Vers 9h00, une lame plus forte que les autres nous a couchés, car ne gouvernant plus, on était tombé en travers. La passerelle a été remplie d'eau en une seconde. Sun en est sortie en nageant. Quant à moi j'ai été bloqué par quelque chose, je ne sais ni quoi ni comment, et il m'a fallu faire des efforts désespérés pour m'en sortir tout contusionné avec 2 côtes cassées. Ensuite, ça a été comme un film de cauchemar très rapide : Profitant d'une petite accalmie relative, France et Didier mettent le zodiac à l'eau, et je vais les aider. Didier embarque dans le zodiac, gonflé et amarré le long du bord, à quelques mètres. France se dirige vers l'arrière pour aider sa mère agrippée à une planche à nous rejoindre. J'embarque dans le zodiac pour nous rapprocher d'elles, mais la ligne qui retenait le zodiac casse, sous l'effet d'une autre lame. Le zodiac est parti sur l'eau comme un ballon de baudruche poussé par ce vent à 200 km/h. Et nous n'avons plus rien revu, ni Sun, ni France, ni le bateau !
Il tombait encore des cataractes et le vent était furieux. Si tu as déjà vu à la TV les cyclones de la Martinique, ou de la Guadeloupe par exemple, tu en auras une petite idée. Sur notre zodiac, nous avons été roulés 4 fois de suite, et 4 fois nous l'avons redressé, et sommes remontés dessus, et avec mes gnons et mes côtes cassées, ce n'était pas de la tarte !
Au bout de 3 jours, nous avons vu enfin un cargo qui se dirigeait vers nous. Nous avons lancé nos fusées dans la nuit, car il était 22h00, et il nous a récupérés. À bord, il y avait un médecin qui m'a très bien soigné, et tout l'équipage était très gentil. Ce sont des Polonais qui font route vers le Pacifique sur un très gros cargo de 10 000 tonnes qui marche à 15 nœuds. Il fait escale à Panama où je pense me faire rapatrier par Europe Assistance, dont je fais partie. Je ne sais pas où je pourrai poster cette lettre, tu verras bien.
J'espère que tu vas aussi bien que possible, passe ces nouvelles à Nangis, à Machavoine et Cie.

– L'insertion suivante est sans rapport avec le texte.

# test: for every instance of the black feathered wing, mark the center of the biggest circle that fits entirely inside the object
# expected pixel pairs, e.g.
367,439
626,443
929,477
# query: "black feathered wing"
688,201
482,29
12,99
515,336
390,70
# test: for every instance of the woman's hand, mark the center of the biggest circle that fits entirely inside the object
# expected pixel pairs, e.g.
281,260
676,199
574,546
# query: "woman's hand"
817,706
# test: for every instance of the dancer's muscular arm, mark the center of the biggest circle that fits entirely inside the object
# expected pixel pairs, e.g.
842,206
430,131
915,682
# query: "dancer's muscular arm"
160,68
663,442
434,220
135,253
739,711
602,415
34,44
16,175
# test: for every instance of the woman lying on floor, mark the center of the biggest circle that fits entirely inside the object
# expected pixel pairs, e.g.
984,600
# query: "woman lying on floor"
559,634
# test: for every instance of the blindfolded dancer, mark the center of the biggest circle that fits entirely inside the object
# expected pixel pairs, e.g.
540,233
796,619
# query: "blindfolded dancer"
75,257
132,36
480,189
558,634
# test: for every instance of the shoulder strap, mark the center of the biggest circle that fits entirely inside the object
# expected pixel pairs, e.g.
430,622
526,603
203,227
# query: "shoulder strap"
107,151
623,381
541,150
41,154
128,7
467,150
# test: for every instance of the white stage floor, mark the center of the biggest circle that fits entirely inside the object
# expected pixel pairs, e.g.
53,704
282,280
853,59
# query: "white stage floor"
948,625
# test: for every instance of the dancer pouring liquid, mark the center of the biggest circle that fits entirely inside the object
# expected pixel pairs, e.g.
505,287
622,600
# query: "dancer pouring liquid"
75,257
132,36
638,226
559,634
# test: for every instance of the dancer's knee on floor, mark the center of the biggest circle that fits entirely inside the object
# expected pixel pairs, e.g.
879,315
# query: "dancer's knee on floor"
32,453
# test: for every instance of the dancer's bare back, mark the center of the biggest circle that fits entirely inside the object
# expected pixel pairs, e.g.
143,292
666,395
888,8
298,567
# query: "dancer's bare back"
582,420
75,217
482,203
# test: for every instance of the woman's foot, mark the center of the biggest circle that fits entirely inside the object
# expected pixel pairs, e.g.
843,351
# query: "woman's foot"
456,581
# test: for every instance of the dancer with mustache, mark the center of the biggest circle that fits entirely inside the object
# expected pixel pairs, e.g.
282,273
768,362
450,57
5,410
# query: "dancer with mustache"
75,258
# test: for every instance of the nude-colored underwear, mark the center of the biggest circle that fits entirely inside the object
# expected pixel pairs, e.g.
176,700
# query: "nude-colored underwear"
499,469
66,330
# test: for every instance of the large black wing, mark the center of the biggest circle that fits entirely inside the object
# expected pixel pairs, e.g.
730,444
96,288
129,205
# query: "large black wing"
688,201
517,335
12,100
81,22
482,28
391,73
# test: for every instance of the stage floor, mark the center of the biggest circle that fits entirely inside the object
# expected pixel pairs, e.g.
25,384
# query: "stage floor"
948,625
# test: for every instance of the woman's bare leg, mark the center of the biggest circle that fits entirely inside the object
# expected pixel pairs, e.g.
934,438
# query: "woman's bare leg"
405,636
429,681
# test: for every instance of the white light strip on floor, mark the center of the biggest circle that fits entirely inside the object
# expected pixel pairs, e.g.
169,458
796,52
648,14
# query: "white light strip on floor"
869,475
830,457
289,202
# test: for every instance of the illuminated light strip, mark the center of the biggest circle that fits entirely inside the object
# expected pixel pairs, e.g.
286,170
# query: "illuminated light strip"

Je t'embrasse bien affectueusement.
Camille
PS : Réponds-moi à Concarneau.
Je suis très ennuyé, car l'ai perdu mon carnet d'adresses, outillages, cartes, vêtements, collections, cadeaux, matériel de navigation, etc., etc. Je suis assuré, mais comme d'habitude pas assez. Mais rien ne pourra remplacer Sun, et France qui était devenue un vrai petit matelot, sachant tout faire sur le bateau. Que Dieu les accueille dans son paradis.
* Tourmentin : Une petite voile très solide, spéciale gros temps
Après cet épisode dramatique, je vous proposerai l'histoire de mon grand-père André ALIBERT, frère de Gaston.
A suivre...
Jean-Paul ARNOUL-ALIBERT
tu penses bien ! un article marin... j'adore !
RépondreSupprimerMême si l'histoire est tragique, Camille fût un beau narrateur ;=)
Merci Jean-Paul.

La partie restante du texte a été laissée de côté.